1 1/2 Stars
Life of the Party wants to be all things to all fans of star Melissa McCarthy. She is a magnetic screen performer, who can display warmth, innocence, mischievous, and comedic intent using only her expressive eyes and facial features. This film presents a softer version of the McCarthy persona and for a while it works, but after the midway point you begin to realize that Life of the Party isn’t going to breathe new life into a tired sub-genre. The film plays like a mother/daughter bonding film mixed with elements of Rodney Dangerfield’s Back to School, and Vince Vaughn’s Old School.
Deanna Miles (Melissa McCarthy) is an overbearing mother to her college-aged daughter, Maddie (Molly Gordon). When her husband (Matt Walsh) leaves her for a local real estate agent (Julie Bowen), Deanna decides to go back to college and finish her degree. She figures this will help her accomplish a life goal and at the same time give her the opportunity to bond with her daughter and Maddie’s sorority sisters.
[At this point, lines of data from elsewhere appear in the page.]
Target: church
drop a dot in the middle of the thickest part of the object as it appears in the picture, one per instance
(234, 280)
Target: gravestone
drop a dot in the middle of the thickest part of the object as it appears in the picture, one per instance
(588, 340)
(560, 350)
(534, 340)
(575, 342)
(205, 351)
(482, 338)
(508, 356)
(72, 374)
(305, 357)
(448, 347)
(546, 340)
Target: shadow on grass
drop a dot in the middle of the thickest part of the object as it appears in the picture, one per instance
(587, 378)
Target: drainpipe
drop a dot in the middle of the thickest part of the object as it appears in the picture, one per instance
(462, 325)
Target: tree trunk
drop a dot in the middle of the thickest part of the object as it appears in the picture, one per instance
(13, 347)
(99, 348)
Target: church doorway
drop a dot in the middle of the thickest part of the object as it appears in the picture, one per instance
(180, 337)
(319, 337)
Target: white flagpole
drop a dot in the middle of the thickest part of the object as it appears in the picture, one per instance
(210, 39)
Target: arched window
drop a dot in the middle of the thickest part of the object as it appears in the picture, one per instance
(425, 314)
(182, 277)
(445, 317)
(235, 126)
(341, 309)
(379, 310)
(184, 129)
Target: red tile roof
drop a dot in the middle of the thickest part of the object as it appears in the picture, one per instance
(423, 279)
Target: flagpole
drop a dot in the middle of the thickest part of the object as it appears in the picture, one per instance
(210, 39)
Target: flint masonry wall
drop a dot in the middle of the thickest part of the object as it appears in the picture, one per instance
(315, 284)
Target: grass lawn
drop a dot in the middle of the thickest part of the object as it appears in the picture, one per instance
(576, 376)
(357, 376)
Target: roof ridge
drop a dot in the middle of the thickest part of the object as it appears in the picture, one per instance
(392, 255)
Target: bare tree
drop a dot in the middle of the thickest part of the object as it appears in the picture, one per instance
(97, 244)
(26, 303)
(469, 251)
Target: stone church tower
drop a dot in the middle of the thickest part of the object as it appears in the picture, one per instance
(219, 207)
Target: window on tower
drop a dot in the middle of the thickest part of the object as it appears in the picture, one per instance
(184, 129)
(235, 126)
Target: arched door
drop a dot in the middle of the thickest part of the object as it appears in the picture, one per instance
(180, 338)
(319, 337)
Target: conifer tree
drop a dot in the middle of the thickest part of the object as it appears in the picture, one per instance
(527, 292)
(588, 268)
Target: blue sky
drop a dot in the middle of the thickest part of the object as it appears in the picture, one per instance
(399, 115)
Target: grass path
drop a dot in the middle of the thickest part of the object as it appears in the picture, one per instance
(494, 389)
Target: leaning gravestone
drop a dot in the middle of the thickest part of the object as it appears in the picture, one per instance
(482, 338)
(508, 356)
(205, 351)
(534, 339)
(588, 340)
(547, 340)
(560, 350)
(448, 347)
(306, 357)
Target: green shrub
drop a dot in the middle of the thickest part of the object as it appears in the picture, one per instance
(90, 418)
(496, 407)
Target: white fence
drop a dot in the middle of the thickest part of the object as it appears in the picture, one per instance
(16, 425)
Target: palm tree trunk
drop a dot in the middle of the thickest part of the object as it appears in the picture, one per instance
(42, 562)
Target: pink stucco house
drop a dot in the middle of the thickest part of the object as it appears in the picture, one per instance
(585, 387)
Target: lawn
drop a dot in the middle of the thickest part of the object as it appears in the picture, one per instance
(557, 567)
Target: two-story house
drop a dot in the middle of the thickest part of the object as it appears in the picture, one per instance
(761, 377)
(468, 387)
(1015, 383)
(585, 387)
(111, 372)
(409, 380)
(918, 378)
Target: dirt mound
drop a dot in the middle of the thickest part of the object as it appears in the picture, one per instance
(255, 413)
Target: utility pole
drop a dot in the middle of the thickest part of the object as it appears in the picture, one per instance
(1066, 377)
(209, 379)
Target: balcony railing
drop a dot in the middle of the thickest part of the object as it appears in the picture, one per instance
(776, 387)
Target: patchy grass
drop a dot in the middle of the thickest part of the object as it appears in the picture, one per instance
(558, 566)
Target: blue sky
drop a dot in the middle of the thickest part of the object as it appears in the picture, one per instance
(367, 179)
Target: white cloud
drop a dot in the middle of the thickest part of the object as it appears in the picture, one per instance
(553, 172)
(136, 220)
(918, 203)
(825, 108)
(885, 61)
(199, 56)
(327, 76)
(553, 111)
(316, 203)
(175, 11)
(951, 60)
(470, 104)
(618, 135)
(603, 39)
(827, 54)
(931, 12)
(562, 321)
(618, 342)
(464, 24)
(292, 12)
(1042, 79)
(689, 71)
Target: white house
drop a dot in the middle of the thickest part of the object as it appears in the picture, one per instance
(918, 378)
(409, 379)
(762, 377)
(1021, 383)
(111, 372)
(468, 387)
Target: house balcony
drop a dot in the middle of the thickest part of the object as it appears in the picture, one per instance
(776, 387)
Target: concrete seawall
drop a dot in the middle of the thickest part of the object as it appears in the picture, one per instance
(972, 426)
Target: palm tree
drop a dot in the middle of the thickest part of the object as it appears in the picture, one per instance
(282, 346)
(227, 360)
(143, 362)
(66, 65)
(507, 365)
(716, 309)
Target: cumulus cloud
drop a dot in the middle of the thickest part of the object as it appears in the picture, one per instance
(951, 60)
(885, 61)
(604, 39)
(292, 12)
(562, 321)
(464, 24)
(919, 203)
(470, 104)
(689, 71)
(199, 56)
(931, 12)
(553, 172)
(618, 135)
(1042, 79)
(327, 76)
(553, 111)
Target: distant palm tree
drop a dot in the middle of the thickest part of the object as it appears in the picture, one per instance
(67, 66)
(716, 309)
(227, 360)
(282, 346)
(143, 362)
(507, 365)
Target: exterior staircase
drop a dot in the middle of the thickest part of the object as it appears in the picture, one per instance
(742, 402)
It seems as if McCarthy and her husband, Ben Falcone, are mining 1980’s comedies for material to repackage for today’s audiences. The Boss had striking similarities to Troop Beverly Hills and now, Life of the Party, which takes the Back to School concept and flips the gender of its main characters. There are a few good laughs in the film, McCarthy is today’s premiere female screen comedian, but too much of the story plays like strategic genre box checking. Despite a few jolts of comedic spark, provided mainly by Maya Rudolph, Life of the Party is a spiritless affair.